As you know by now from TV, magazines, news, commercial etc, there is this little problem that Humanity is facing called Climate Change caused by Greenhouse Gasses.
It's very simple. Some gasses which are considered good for our earth, such as CO2, methane and many more, lately went out of balance and they became not so good. Those gasses form a barrier around our planet, which acts as the glass in a greenhouse. They let in the worm energy coming from the sun and at the same time they keep part of it from going back out, keeping our planet at a temperature where life can exist. Nowadays we are having too much of those greenhouse gasses so they are keeping too much heat on the earth. Every time we use energy from fossil fuels, or a forest is destroyed/burnt or a cow pass gasses (sounds funny, but this is the reality!), we emit more of the greenhouse gasses in the atmosphere and we reduce the ability to capture those gasses back by the plants. The temperature rise and the ice at the poles melt releasing even more CO2.
We have more frequent extreme weather conditions such as draught and flooding, hurricanes, etc (NOAA June 2008 report on “Effects of a Changing Climate on Extreme Weather Events in North America” http://www.noaanews.noaa.gov/stories2008/20080619_climatereport.html).
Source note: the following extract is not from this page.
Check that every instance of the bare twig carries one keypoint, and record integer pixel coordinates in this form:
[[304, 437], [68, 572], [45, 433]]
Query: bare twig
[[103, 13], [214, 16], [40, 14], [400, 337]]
With the draught we have more wildfires, which destroy more trees and release more CO2. It is a vicious cycle.

Some countries will have a warmer weather (we may have wine from England, we may be capable to go from Europe to America from the North Pole by boat), but the positive changes will not be able to offset the negative ones that will or are already appearing in many countries (USA included), with catastrophic life losses especially in the undeveloped and/or more populated ones (Asia and Africa). On top of the severe weather, our crops and forests, the base of every life cycle, will be affected, because the plants are the last one to migrate, as they do not have legs, fins or wings to migrate. We will experience a global scarcity of food, massive movement of people, more diseases, losses in wildlife species, etc.
Unfortunately Climatology is not a precise science yet and it’s still very difficult to predict exactly where and/or when we will have the negative effects and how intense they will be.
For example scientists were expecting North Pole to be melted in about 30 years, and now they predict will be melted for a short time already at the end of this summer 2008 and completely in a few years (http://www.cnn.com/2008/WORLD/weather/06/27/north.pole.melting/).
You may feel discouraged from all those news, but there is also a big good new: the scientists tell us we have some time, not too much, to reverse this trend, and we have the resources, the technology and the human ingenuity to succeed. They also tell us that it is not just a problem of governments and businesses. It is mostly a problem of each one of us. So let's try all together to preserve our beautiful earth for our children, grandchildren and future generations.